Not to say that if you go with the Radio Shack trafo you’ll have to by that big electrolite, while if you recyle any swither, it comes with required capacitor in it.
I’m sure you’ll find some flaws in my logic here, but I hope you’ve got my point – usefullness in the eyes of teh beholder, and not that many things are real stupid :)
Just for the hell of it, I used a supply voltage of 10V after rectification and assumed the incoming ripple was 60Hz from an AC transformer. I came up with 1100uF for a desired 50mV maximum of voltage ripple at a load of 1.5A. I think your math is quite flawed. 50mV is not too strict of a limitation, but somewhere along the line you came up with 250mF which is wrong!
Now, with the same equations I derived, assuming a switching frequency of 50KHz, the required capacitor for the same circuit would only be 1.33uF, but I don’t really think that’s the issue here. I think the issue is that the dude put a switcher in a case and slapped an LM317 on the end, when the whole thing could have been powered from the transformer which is also in the box (and WHY is it there? I still don’t get it, lol). The caps he has on the front end of the supplies are more than enough to take care of the voltage ripple from a transformer.
@Jake
I have no doubts “my” formula for ripple
C = I*t/dU = I/(2f*dU) (for full bridge rectifier)
is correct. Just to be sure, a quick question to my friend Google gave wiki link that confirms the same
http://en.wikipedia.org/wiki/Ripple_(electrical)
This is for the ripple imemdiatelly after the trafo/bridge, and if regulated output voltage is quite lower then one getting in minus designed ripple, ripple is NOT (that) critical as serial shunt (transistor) “eats” it away, but we were tolking the principle, not actual realization.
How did you get 1100uF?
It looks to me that he’s also using all other outputs from the switcher (like 5V/bigAmps), so if nothing else that justifies recicled switcher vs. trafo/bridge, hope you’ll agree with that.
But asside this realy good technical exchange, my original point was about calling somone’s work stupid :)
My math is probably flawed as well, but yeah, back to the original point – A great amount of the stuff posted to this site is not worth reading. IMO this post falls in to that category, and I therefore reserve the right to call it stupid!!!
I would be much more comfortable with a grounded metal case for something like this. I never use plastic for something that plugs into the wall. I don’t trust my own wiring enough.
There are a million and one better power supply plans on the internet. This one makes horrible use of space, and I’m guessing that it has a hell of a time staying upright when you’re making connections to it. This could easily have been installed in a recycled housing from an old stereo or something.
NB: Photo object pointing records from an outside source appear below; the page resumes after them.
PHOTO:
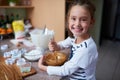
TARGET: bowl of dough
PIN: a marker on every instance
(56, 58)
(33, 55)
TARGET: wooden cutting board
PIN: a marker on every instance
(15, 68)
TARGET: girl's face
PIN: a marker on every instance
(79, 20)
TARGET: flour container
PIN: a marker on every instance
(41, 38)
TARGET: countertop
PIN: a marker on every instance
(40, 75)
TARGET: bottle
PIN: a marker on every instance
(11, 18)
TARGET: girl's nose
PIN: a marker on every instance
(77, 22)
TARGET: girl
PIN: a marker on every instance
(83, 57)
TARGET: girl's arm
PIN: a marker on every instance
(40, 65)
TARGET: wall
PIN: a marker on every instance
(50, 13)
(96, 30)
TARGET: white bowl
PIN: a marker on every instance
(33, 55)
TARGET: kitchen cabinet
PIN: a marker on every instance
(21, 10)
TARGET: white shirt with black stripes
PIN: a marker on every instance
(82, 63)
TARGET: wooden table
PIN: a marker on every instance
(40, 75)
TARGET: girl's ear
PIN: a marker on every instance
(92, 21)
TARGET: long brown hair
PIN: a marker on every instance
(85, 3)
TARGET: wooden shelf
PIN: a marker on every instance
(16, 7)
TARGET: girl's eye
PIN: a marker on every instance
(84, 19)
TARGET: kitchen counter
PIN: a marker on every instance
(40, 75)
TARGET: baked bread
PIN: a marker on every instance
(55, 58)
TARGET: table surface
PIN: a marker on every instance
(40, 75)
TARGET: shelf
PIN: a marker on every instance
(16, 7)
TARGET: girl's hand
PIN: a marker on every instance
(40, 64)
(53, 45)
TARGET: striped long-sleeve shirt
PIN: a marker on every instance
(82, 63)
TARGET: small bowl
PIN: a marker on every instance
(33, 55)
(55, 58)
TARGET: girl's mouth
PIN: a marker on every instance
(77, 29)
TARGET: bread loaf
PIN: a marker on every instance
(55, 58)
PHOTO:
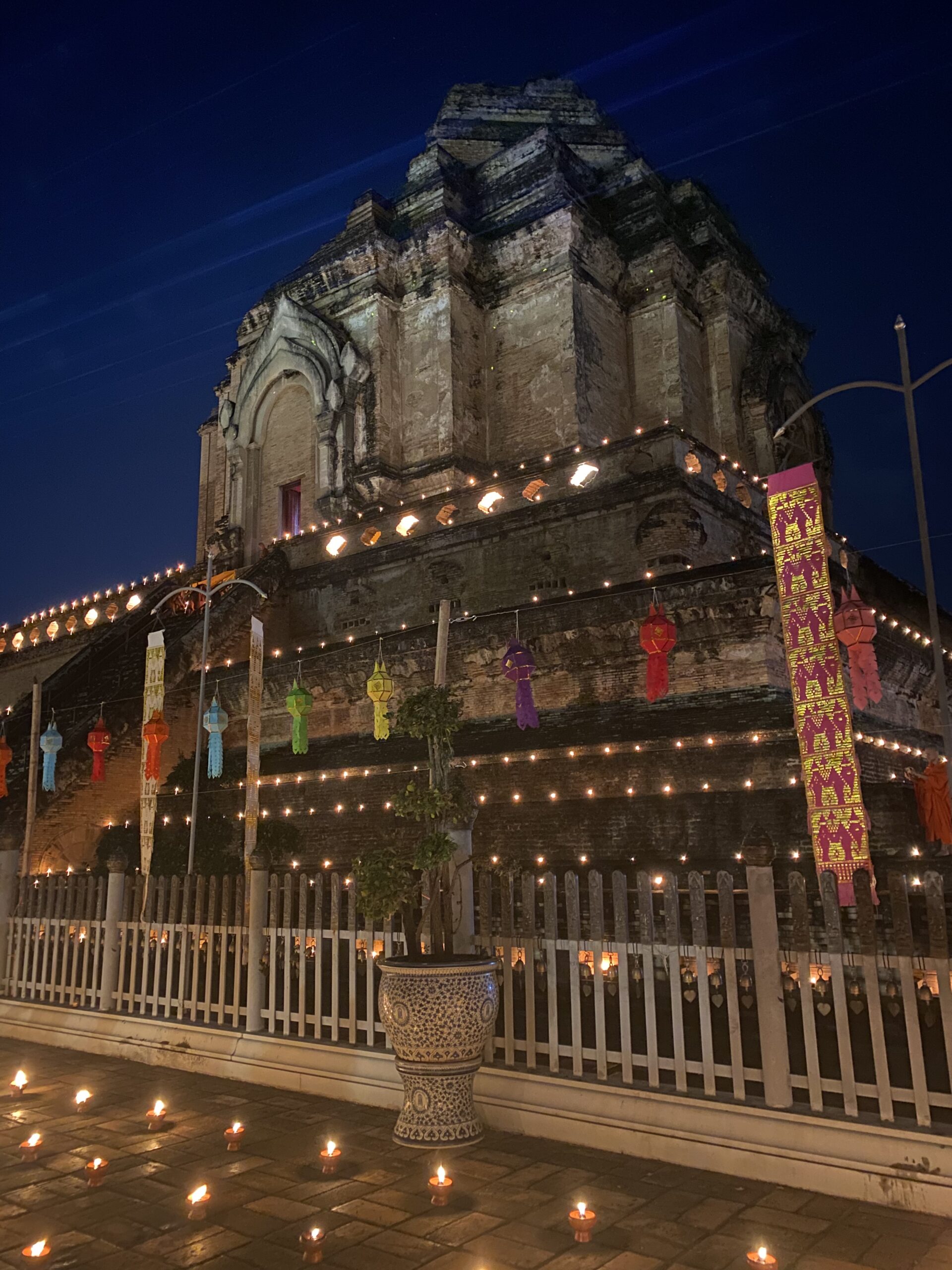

Anything is better than a plastic drill case.
@Jake, All
Has anyone ever found a switching DC/DC that allows variable output that’s not limited to a very narrow output range.
I’m not an expert, but it sounds close to imposible to get it done because of the impact Ui/Uo and max current have on required L.
Would be so cool to have 0-30V / 3A without the need to deploy some elaborate design
I’ve been playing with analog output stage that gets the input feed from multistaged switcher (switching supply that has different configurations for diferent voltage ranges), so different output range “triggers” different input range, so it keeps disipation on the serial shunt in check.
hi i have a engine that makes power. I have 2 wires 1 for possitive the other for negitive.i hook then to a light and it just pops the buld.so i need to put a gegulator between whitch wires the poss or neg??and then i bolt it to the body??